Da allora il rally dei prezzi sembra aver preso una direzione opposta. I prezzi del carbonato di litio cinese, una delle due principali forme di litio raffinato, si sono più che dimezzati quest’anno. Una ragione è il rallentamento della domanda di veicoli elettrici in Cina, il più grande mercato per questo tipo di mezzi. Un altro motivo è che case automobilistiche come Ford e Volkswagen, desiderose di rivaleggiare nel settore degli EV dominata da Tesla e dai colossi cinesi, hanno firmato accordi di fornitura di batterie a prezzi elevati l’anno scorso mentre ora stanno rivedendo i termini, smorzando ulteriormente l’appetito del mercato.
Nel frattempo, l’offerta globale di litio estratto sta aumentando rapidamente. Dopo essere cresciuto dell’1% nel 2022, a 575.000 tonnellate, potrebbe salire di quasi un quinto quest’anno mentre vengono aperte nuove miniere in Australia e Cile.
L’improvvisa caduta dei prezzi ha colpito le valutazioni di SQM e Albemarle, due tra le più grandi imprese minerarie del mondo. Il litio, però, è ancora costoso: Benchmark Minerals stima che i prezzi dei carbonati sono cresciuti in media 4 volte tra il 2016 e il 2021, quando sono stati commissionati molti grandi progetti (le miniere impiegano circa cinque anni per essere operative).
I prezzi devono ancora raggiungere un equilibrio, ma è improbabile che scendano a tal punto da colpire i profitti delle imprese del settore.

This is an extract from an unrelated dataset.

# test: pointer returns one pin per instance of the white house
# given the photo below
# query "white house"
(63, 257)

I prezzi inferiori a 22.000 dollari a tonnellata, molto più bassi dei livelli odierni, causerebbero la chiusura di molte delle miniere nazionali cinesi, riducendo l’offerta. E anche se il prodotto raffinato è diventato più economico, il prezzo dello spodumene, una materia prima utilizzata per raffinare gli ioni di litio, rimane alto, riducendo i margini delle aziende. Anche loro potrebbero essere costretti a tagliare la produzione, sostenendo i prezzi dei prodotti raffinati.

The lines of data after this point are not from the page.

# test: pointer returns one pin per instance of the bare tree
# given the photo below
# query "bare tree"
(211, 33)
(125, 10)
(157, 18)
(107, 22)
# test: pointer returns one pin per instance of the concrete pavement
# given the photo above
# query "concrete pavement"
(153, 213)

Ci sono segnali che la domanda crescerà: la China Passenger Car Association si aspetta che le vendite di veicoli elettrici nel paese aumenteranno del 30% quest’anno. Il prezzo dell’idrossido di litio, una forma raffinata di litio utilizzata in batterie più costose e di maggior durata, che sono preferite al di fuori della Cina, ha resistito meglio di quello del carbonato. Nel lungo periodo, l’aumento della domanda di litio per lo stoccaggio dell’energia, sostenuta dalle politiche verdi in America, Europa e Cina, potrebbe rendere il mercato ancora più caldo.
Questo spiega perché le grandi aziende minerarie stanno andando avanti con nuovi progetti, come l’impianto di idrossido di litio da 1,3 miliardi di dollari di Albemarle nella Carolina del Sud: un crollo del prezzo delle azioni dei rivali potrebbe consentire loro di crescere ancor di più. A marzo Albemarle si è offerto di acquistare Liontown Resources, un produttore australiano, per 3,7 miliardi di dollari.

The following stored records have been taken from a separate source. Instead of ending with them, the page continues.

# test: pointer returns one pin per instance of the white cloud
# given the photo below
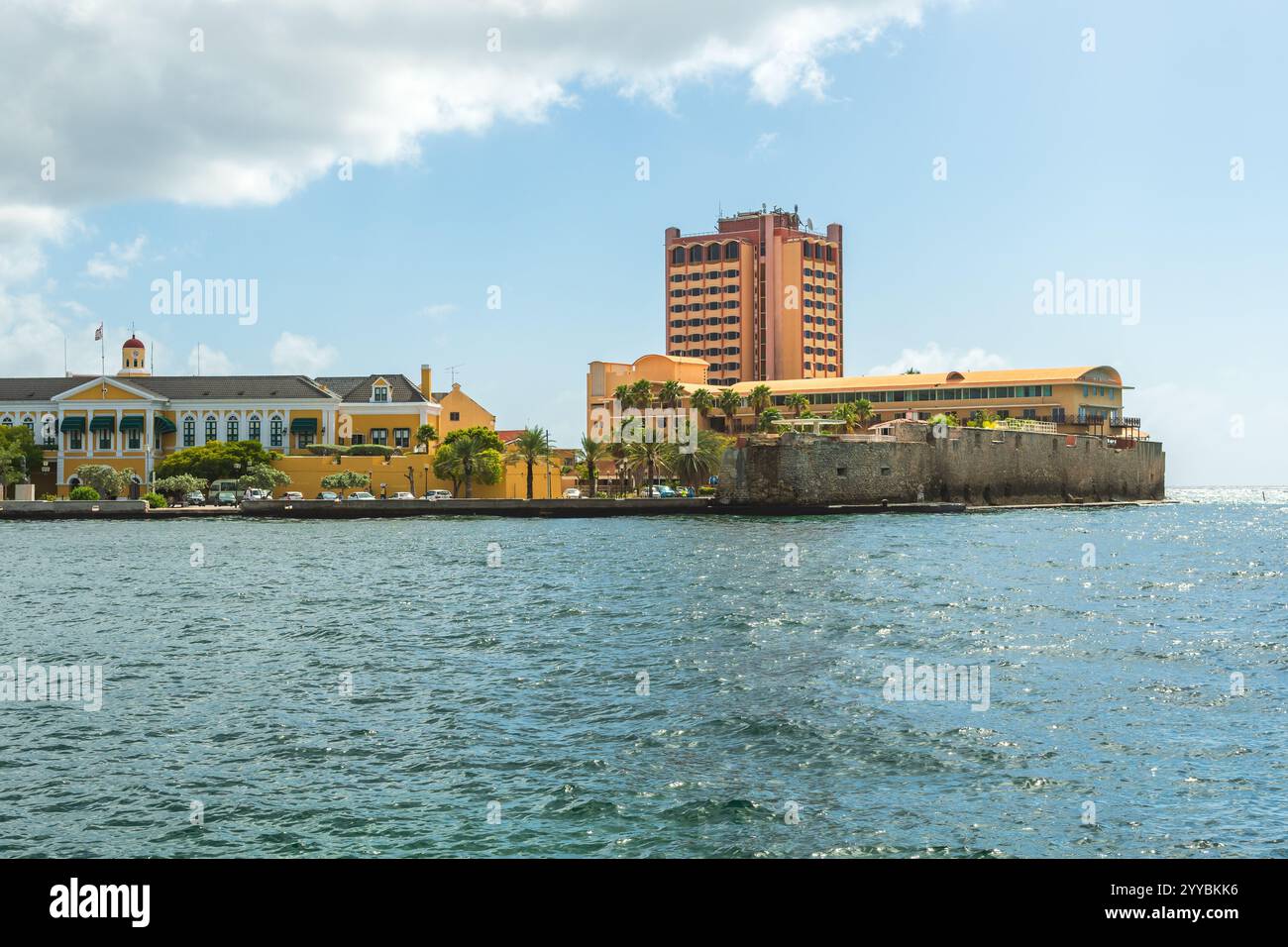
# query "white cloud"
(300, 355)
(211, 363)
(24, 231)
(935, 359)
(115, 94)
(116, 261)
(764, 142)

Le case automobilistiche, da parte loro, sono ansiose di avere forniture stabili e garantite di litio: ad aprile General Motors ha dichiarato che avrebbe investito in una startup che propone di estrarre metallo da depositi non sfruttati in precedenza.
Una ripresa dei prezzi del litio creerebbe non pochi problemi alle case automobilistiche, alle prese con una costosa transizione energetica, con consumatori non ancora del tutto convinti della bontà dei mezzi elettrici e con una politica sempre più pressante sul fronte delle emissioni inquinanti.
I prezzi delle batterie agli ioni di litio sono crollati nell’ultimo decennio o giù di lì, ma l’anno scorso l’aumento dei prezzi dei metalli ha contribuito a spingere i costi delle batterie del 7%. Il recente calo dei prezzi del litio dovrebbe di nuovo significare batterie più economiche, ma in genere ci vogliono mesi perché i prezzi più bassi si traducano in auto più economiche: a quel punto i prezzi potrebbero aumentare di nuovo.